I have vivid dreams that I remember fairly clearly. Sometimes I wake up in the middle of one but if I lay back down and will the next part on, the story of my dream continues. Early this morning I dreamt that I saved a little boy’s life, over the course of a weekend, simply by playing him the most beautiful songs that my ITunes possesses. Belle & Sebastian, Camera Obscura, Magnetic Fields, Jens Lekman, Yo La Tengo, Nico, Bettye Lavette, Architecture in Helsinki, Neutral Milk Hotel, Elliot Smith, all comprised of the soundtrack to saving a life.

Imagine that, if music could really save a life that was slowing or quickly slipping away.

I imagine that as Jesse passed away with his mother by his side, he laid by the beach in Jamaica, taking in the view of the beach and the smell of the salty air. I don’t know what songs may have been playing recently or near him or what notes he had running through his weary mind. In my dreams, my soundtrack could bring Jesse back to Jamaica, to his family and to the things he loved to do.

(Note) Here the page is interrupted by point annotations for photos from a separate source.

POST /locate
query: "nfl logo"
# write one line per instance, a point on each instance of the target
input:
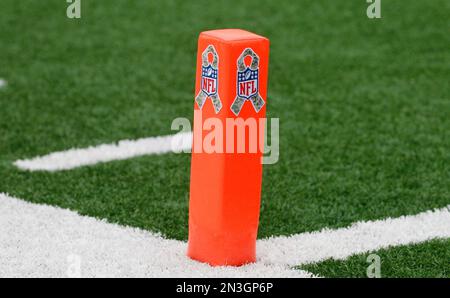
(209, 80)
(248, 83)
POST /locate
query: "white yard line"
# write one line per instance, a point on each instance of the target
(3, 83)
(74, 158)
(44, 241)
(359, 238)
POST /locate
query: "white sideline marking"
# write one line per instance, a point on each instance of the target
(361, 237)
(44, 241)
(3, 83)
(74, 158)
(40, 241)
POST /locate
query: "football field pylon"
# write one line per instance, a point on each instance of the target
(225, 186)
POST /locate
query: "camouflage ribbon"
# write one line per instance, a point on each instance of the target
(256, 99)
(202, 96)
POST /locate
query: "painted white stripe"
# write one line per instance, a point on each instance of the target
(44, 241)
(3, 83)
(361, 237)
(75, 158)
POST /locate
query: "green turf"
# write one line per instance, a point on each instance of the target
(427, 260)
(363, 106)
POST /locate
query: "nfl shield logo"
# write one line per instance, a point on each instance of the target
(209, 80)
(248, 83)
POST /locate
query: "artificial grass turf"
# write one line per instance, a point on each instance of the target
(363, 106)
(426, 260)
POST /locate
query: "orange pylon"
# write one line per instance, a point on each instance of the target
(225, 188)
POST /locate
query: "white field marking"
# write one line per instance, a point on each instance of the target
(361, 237)
(74, 158)
(3, 83)
(40, 241)
(44, 241)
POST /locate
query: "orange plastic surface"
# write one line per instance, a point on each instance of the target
(225, 188)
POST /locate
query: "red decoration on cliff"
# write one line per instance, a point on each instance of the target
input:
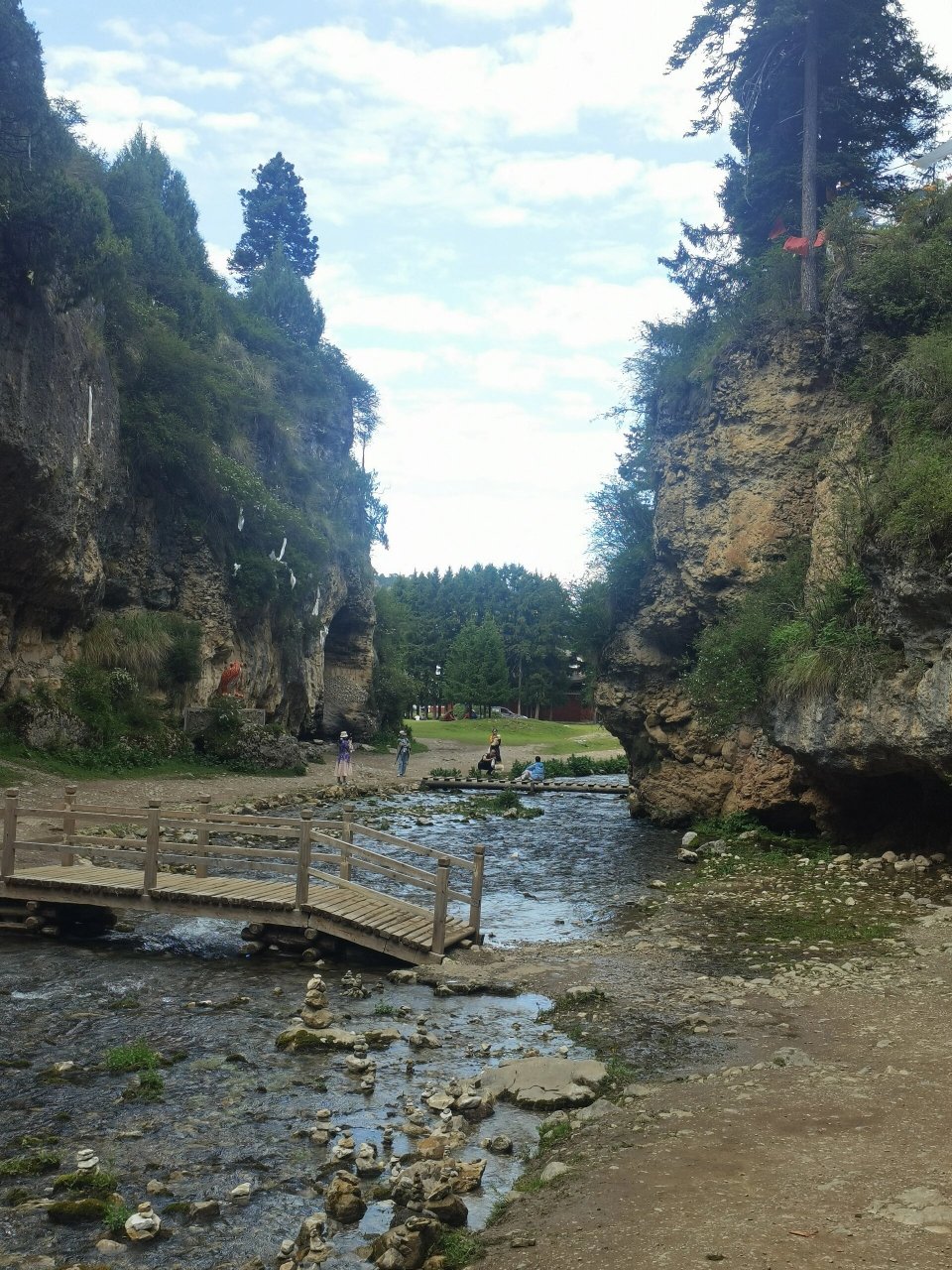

However, this ability is only dreamt up, a weak consolation for all the things that I hope one day science and technology can really do. Or perhaps they can, one day, extract the magic of music and pump it directly into our bloodstreams, our spines, our synapses so that we can be made whole again.

Jesse passed away the day that he was to return to Massachusetts. I’m sure that he felt like Jamaica was home to him already. You can see it in the photos posted on the Facebook Jesse Lovers page. I’m sure that the soundtrack that saved his life comprised of the voices of his loved ones and maybe the beating of drums. And in my dreams, Yo La Tengo played for him, by his bedside, this song, and he put his feet firmly on the ground and walked forward.